1. 前言¶

在2月10日，Faster RCNN专栏由pprp同学起了个头，文章地址见这里：【Faster R-CNN】1. 梳理Faster R-CNN的四个模块，本着对公众号的每个专栏负责任的态度，我将在接下来的时间里将整个Faster RCNN的原理以及代码（陈云大佬的：https://github.com/chenyuntc/simple-faster-rcnn-pytorch）按照我的理解讲清楚并结束这个专题。

2. Faster RCNN整体结构¶

Faster RCNN的背景，介绍这些都没必要再次讲解了，这里我们直接再来复习一下Faster RCNN的整体结构，如下图所示。

Faster RCNN整体结构，来自知乎陈云大佬

可以看到Faster RCNN大概可以分成绿色描述的 $4$ 个部分，即： - DataSet：代表数据集，典型的比如VOC和COCO。 - Extrator：特征提取器，也即是我们常说的Backbone网络，典型的有VGG和ResNet。 - RPN：全称Region Proposal Network，负责产生候选区域(rois)，每张图大概给出2000个候选框。 - RoIHead：负责对rois进行分类和回归微调。

所以Faster RCNN的流程可以总结为：

原始图像--->特征提取------>RPN产生候选框------>对候选框进行分类和回归微调。

3. 数据预处理及实现细节¶

首先让我们进入到这个Pytorch的Faster RCNN工程：https://github.com/chenyuntc/simple-faster-rcnn-pytorch。
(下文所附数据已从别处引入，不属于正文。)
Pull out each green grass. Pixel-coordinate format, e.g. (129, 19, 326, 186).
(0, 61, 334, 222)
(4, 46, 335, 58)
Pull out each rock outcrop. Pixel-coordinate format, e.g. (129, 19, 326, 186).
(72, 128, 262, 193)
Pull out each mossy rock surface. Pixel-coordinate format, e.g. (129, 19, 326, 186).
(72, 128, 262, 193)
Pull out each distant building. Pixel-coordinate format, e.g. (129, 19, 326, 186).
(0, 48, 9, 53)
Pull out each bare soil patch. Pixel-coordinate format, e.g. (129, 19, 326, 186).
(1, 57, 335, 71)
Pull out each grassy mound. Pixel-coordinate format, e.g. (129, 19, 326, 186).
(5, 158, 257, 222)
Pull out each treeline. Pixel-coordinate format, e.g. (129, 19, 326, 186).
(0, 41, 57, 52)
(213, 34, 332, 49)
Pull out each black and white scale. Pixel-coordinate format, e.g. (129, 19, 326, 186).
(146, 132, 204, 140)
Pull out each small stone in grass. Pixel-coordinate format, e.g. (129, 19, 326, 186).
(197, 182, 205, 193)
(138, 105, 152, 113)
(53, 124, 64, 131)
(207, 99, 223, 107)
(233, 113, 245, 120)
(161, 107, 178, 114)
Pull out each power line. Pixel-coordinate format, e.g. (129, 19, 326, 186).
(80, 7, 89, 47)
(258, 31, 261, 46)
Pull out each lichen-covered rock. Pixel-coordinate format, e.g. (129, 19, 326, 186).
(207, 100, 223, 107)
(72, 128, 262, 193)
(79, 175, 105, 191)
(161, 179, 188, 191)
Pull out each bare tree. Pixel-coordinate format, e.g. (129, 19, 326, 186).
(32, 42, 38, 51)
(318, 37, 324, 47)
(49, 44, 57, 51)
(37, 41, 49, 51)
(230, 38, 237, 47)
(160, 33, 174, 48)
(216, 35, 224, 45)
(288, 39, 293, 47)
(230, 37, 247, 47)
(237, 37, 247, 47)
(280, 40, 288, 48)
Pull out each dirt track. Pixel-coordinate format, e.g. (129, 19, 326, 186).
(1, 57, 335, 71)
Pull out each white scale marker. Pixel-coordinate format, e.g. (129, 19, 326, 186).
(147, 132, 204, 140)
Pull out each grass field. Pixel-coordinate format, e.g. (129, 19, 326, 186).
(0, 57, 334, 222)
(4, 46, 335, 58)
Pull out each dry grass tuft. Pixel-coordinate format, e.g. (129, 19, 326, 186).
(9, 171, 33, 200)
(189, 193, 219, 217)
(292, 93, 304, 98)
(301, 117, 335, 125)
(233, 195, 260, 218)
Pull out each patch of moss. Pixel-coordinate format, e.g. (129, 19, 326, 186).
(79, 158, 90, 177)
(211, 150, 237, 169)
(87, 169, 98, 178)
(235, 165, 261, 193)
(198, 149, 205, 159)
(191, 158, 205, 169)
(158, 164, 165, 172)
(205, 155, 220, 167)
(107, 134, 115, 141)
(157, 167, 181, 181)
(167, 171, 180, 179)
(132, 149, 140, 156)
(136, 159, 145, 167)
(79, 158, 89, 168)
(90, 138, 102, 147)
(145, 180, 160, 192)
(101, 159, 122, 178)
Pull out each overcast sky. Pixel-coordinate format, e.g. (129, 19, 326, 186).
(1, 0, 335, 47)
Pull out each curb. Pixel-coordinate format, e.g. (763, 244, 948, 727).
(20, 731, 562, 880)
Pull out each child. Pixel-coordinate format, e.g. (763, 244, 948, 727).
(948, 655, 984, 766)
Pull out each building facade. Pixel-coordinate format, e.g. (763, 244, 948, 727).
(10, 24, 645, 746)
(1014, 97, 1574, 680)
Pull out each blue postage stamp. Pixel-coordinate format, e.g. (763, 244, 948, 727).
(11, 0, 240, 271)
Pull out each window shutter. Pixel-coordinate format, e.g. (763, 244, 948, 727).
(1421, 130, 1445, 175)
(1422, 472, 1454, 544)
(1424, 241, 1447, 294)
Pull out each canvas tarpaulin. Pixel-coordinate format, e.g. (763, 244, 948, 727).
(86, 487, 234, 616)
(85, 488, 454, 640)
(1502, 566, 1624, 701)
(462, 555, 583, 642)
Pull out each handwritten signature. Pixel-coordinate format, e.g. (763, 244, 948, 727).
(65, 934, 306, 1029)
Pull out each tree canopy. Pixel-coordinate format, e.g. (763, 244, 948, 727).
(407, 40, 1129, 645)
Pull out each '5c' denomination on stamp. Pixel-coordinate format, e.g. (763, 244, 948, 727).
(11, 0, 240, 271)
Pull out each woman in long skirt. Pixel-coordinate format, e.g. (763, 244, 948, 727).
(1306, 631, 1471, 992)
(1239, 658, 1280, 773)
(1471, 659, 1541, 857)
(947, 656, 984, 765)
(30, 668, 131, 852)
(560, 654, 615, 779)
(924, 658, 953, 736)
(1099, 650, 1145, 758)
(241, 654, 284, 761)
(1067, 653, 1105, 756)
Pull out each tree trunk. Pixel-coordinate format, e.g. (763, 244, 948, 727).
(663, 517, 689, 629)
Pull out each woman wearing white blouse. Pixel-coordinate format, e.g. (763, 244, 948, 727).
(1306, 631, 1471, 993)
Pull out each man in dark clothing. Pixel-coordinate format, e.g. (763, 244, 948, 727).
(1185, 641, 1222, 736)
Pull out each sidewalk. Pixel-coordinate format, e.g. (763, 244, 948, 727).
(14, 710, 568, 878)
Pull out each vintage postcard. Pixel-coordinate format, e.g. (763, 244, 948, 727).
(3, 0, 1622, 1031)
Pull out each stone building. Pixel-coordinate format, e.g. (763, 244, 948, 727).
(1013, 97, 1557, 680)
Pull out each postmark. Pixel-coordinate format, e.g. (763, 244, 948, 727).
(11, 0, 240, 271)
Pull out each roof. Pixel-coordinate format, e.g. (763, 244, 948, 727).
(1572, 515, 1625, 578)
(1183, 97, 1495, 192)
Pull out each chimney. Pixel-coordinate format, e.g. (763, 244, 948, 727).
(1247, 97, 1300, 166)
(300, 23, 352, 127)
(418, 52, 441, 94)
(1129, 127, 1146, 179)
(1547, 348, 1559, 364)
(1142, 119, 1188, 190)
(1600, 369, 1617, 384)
数据预处理的相关细节都在data这个文件夹下面，我画了一个流程图总结了Faster RCNN的预处理，如下：

Faster RCNN预处理流程图，made by BBuf

接下来我们结合一下我的代码注释来理解一下，首先是data/dataset.py。

# 去正则化,img维度为[[B,G,R],H,W],因为caffe预训练模型输入为BGR 0-255图片，pytorch预训练模型采用RGB 0-1图片
def inverse_normalize(img):
    if opt.caffe_pretrain:
        # [122.7717, 115.9465, 102.9801]reshape为[3,1,1]与img维度相同就可以相加了，
        # pytorch_normalize之前有减均值预处理，现在还原回去。
        img = img + (np.array([122.7717, 115.9465, 102.9801]).reshape(3, 1, 1))
        # 将BGR转换为RGB图片（python [::-1]为逆序输出）
        return img[::-1, :, :]
    # pytorch_normalze中标准化为减均值除以标准差，现在乘以标准差加上均值还原回去，转换为0-255
    return (img * 0.225 + 0.45).clip(min=0, max=1) * 255

# 采用pytorch预训练模型对图片预处理，函数输入的img为0-1
def pytorch_normalze(img):
    """
    https://github.com/pytorch/vision/issues/223
    return appr -1~1 RGB
    """
    # #transforms.Normalize使用如下公式进行归一化
    # channel=（channel-mean）/std,转换为[-1,1]
    normalize = tvtsf.Normalize(mean=[0.485, 0.456, 0.406],
                                std=[0.229, 0.224, 0.225])
    # nddarry->Tensor
    img = normalize(t.from_numpy(img))
    return img.numpy()

# 采用caffe预训练模型时对输入图像进行标准化，函数输入的img为0-1
def caffe_normalize(img):
    """
    return appr -125-125 BGR
    """
    # RGB-BGR
    img = img[[2, 1, 0], :, :]  # RGB-BGR
    img = img * 255
    # 转换为与img维度相同
    mean = np.array([122.7717, 115.9465, 102.9801]).reshape(3, 1, 1)
    # 减均值操作
    img = (img - mean).astype(np.float32, copy=True)
    return img

# 函数输入的img为0-255
def preprocess(img, min_size=600, max_size=1000):
    # 图片进行缩放，使得长边小于等于1000，短边小于等于600（至少有一个等于）。
    # 对相应的bounding boxes 也也进行同等尺度的缩放。
    C, H, W = img.shape
    scale1 = min_size / min(H, W)
    scale2 = max_size / max(H, W)
    # 选小的比例，这样长和宽都能放缩到规定的尺寸
    scale = min(scale1, scale2)
    img = img / 255.
    # resize到（H * scale, W * scale）大小，anti_aliasing为是否采用高斯滤波
    img = sktsf.resize(img, (C, H * scale, W * scale), mode='reflect',anti_aliasing=False)
    #调用pytorch_normalze或者caffe_normalze对图像进行正则化
    if opt.caffe_pretrain:
        normalize = caffe_normalize
    else:
        normalize = pytorch_normalze
    return normalize(img)


class Transform(object):

    def __init__(self, min_size=600, max_size=1000):
        self.min_size = min_size
        self.max_size = max_size

    def __call__(self, in_data):
        img, bbox, label = in_data
        _, H, W = img.shape
        # 图像等比例缩放
        img = preprocess(img, self.min_size, self.max_size)
        _, o_H, o_W = img.shape
        # 得出缩放比因子
        scale = o_H / H
        # bbox按照与原图等比例缩放
        bbox = util.resize_bbox(bbox, (H, W), (o_H, o_W))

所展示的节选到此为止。